Timber brought copper king William Andrew Clark to the Bonner area. In few short years at the turn of the last century, he secured a monopoly on area electricity, and his influence extended from the dam, to the electric company, to the streetcar, to a large saw mill and a flour mill. Despite his stronghold, within seven years of his death in 1925, all these assets had been sold or demolished.
Born in Pennsylvania in 1839, William Andrews Clark was raised in Iowa, where his family homesteaded. After graduating law school, and serving as a Confederate in the Civil War, he worked in the quartz mines in Colorado.
Lured to Montana’s burgeoning mining opportunities in 1863, he first worked in the placer mines before realizing that there was more to be made supplying the miners than in actually mining. He sold supplies ( especially desired items like eggs and tobacco) to Virginia City, transported mail from Helena and undertook banking in Deer Lodge before moving to Butte where in 1872 he bought up a quartz claim and then a foreclosed mill where he began amassing a fortune milling other people’s ore.

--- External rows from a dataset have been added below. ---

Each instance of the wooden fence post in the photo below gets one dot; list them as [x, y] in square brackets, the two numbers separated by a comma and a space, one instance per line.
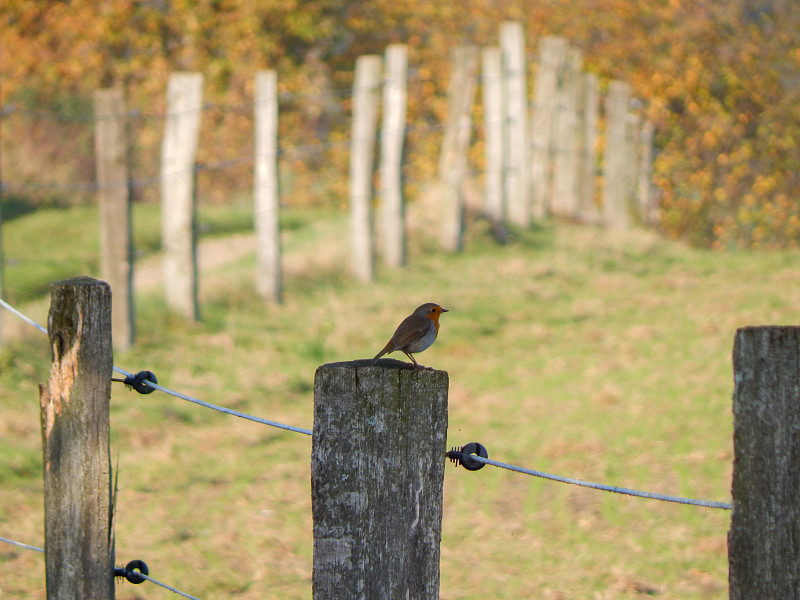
[178, 158]
[647, 201]
[266, 197]
[493, 119]
[512, 44]
[565, 175]
[453, 158]
[552, 55]
[362, 163]
[763, 549]
[590, 104]
[79, 539]
[377, 471]
[393, 132]
[616, 180]
[116, 250]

Clark’s crafty business sense caused him to anticipate Marcus Daly’s need for water for his new smelter and Daly found that Clark had meantime bought up these rights. Thus began the battle of the copper kings. By 1884 he pushed his way into politics although he did meet resistance when he tried to buy a senate seat in 1899. He was actually elected in 1901-1907.

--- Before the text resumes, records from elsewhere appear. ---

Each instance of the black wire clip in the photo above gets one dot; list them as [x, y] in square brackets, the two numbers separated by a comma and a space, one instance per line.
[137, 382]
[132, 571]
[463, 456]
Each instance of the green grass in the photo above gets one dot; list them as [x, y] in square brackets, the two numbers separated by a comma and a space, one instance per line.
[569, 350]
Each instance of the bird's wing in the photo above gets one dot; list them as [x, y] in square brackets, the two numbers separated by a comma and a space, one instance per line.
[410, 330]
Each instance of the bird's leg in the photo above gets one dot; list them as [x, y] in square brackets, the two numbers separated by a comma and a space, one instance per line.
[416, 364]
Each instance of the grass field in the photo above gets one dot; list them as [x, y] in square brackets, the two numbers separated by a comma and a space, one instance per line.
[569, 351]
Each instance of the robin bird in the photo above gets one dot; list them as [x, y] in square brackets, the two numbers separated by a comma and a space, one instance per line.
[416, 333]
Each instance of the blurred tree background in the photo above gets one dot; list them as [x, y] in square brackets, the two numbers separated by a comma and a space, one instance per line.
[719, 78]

His checkered career in Montana politics as well as the extent of his copper, banking and railroad empire which made him one of the wealthiest men in America is beyond the scope of the Bonner-Milltown story but makes for lively reading. Clark died in 1925 leaving an estate of $200 million and an impressive art collection now at the Corcoran Gallery in Washington DC. His mansion in Butte is now a bed and breakfast.

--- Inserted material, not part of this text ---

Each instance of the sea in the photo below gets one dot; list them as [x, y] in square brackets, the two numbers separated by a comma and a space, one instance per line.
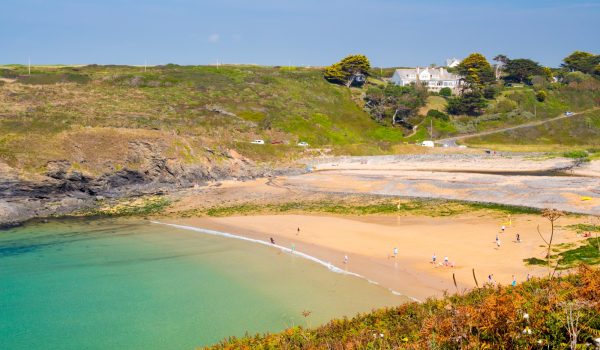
[136, 284]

In Bonner, Clark created the Western Lumber Company and secured a monopoly on area electricity, and his influence extended from the dam, to the electric company, to the streetcar, to a large saw mill and a flour mill. Clark also created Riverside Park -- a small version of Butte's Columbia Gardens – that opened with great fanfare in 1911. The park was located just west of the dam site and included the dam's reservoir as a recreational lake. On Sundays the street car from Missoula made a special stop at Riverside Park.
Despite his stronghold, within seven years of his death in 1925, all these assets had been sold or demolished.
Anaconda bought the mill from Clark’s heirs in 1928 and continued to operate both mills for several years. The Depression and the difficulty of running two adjacent mills caused Anaconda to close the Western in 1931. It took a couple of years for the mill to be dismantled and the inventory used up. Fifty men were still employed at the Western in 1932, but none in 1933.
2008 saw the removal of Clark’s Milltown Dam. In addition, millions of tons of contaminants--washed downstream from Clark's and Daly's Butte and Anaconda mining operations and collecting behind the dam for over 100 years—continue to be dug out of the Clark Fork River bed. Each night, contaminants are shipped upstream to a repository by train.
All that remains of Clark's Milltown legacy are a couple of dam worker’s garages and the Western Lumber Company office, which is now a restaurant where the safe, still intact, holds pies instead of payroll checks.